Daily Lesson for January 25, 2018

Today we remember the Conversion of St Paul and draw our Lesson from Philippians chapter 3 verses 4 through 9:

If anyone else has reason to be confident in the flesh, I have more:5circumcised on the eighth day, a member of the people of Israel, of the tribe of Benjamin, a Hebrew born of Hebrews; as to the law, a Pharisee; 6as to zeal, a persecutor of the church; as to righteousness under the law, blameless.7 Yet whatever gains I had, these I have come to regard as loss because of Christ. 8More than that, I regard everything as loss because of the surpassing value of knowing Christ Jesus my Lord. For his sake I have suffered the loss of all things, and I regard them as rubbish, in order that I may gain Christ 9and be found in him, not having a righteousness of my own that comes from the law, but one that comes through faith in Christ, the righteousness from God based on faith. 

In St Paul’s conversion we see the death of a righteousness zeal based in race and clan and tribe and the mythic ideal of a person who wears the white hat in fighting against all the so-called “bad guys”, and a deep realization of one’s own inner inconsistencies, blindness, prejudice, and unrighteousness. Paul discovers his need for grace on the Damascus Road, where he finally sees his own blindness in persecuting the righteous in the name of the righteousness. In a word, this is blasphemy — doing the world of evil in the name of God. Struck blind, Paul sees his own mistaken way and “converts” — meaning he changes. He comes to see his own blind spots.
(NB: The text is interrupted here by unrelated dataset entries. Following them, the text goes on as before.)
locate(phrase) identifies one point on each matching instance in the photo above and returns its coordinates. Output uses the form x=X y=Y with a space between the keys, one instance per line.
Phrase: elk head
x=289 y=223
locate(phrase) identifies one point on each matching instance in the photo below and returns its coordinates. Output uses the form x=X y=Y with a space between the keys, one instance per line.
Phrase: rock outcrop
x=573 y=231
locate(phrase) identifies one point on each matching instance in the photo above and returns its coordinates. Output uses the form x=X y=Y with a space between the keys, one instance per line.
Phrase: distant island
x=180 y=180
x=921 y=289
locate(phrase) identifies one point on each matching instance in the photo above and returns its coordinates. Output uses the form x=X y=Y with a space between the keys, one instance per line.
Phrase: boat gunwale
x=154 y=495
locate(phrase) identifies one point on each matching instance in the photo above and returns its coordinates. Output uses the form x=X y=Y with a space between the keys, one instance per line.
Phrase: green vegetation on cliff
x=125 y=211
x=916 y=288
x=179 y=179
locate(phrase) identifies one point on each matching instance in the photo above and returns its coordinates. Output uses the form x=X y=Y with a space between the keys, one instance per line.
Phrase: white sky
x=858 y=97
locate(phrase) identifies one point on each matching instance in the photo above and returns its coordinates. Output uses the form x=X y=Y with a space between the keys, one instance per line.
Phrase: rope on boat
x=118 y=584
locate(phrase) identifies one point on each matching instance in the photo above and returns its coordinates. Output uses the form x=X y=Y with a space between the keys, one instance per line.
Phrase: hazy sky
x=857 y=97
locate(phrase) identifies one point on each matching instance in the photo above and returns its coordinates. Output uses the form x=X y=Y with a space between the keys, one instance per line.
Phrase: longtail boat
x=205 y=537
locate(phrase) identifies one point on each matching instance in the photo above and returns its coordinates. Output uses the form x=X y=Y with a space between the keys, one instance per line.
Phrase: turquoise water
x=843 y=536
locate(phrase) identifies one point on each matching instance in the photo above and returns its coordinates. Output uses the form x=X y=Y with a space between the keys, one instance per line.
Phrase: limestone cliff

He comes to know himself from a place of humility — as a chief sinner saved by grace.

Reinhold Niebuhr said the final enigma of history is not how good is to defeat evil, but how the evil in every good and the unrighteousness of our righteousness is to be overcome.


It was Paul’s righteous indignation and sense of superiority that were in fact the sources of his actual unrighteousness. His conversion led him to place of accepting himself and others with a righteousness that was not of his own or even of his own people. It was the righteousness that only those who know they are unrighteous can ever find. It was the righteousness that comes — not by law and order, or clan, or racial group, or religion — but by the grace of God alone, neither earned nor entitled but solely received like bread placed into the hands of a blind beggar.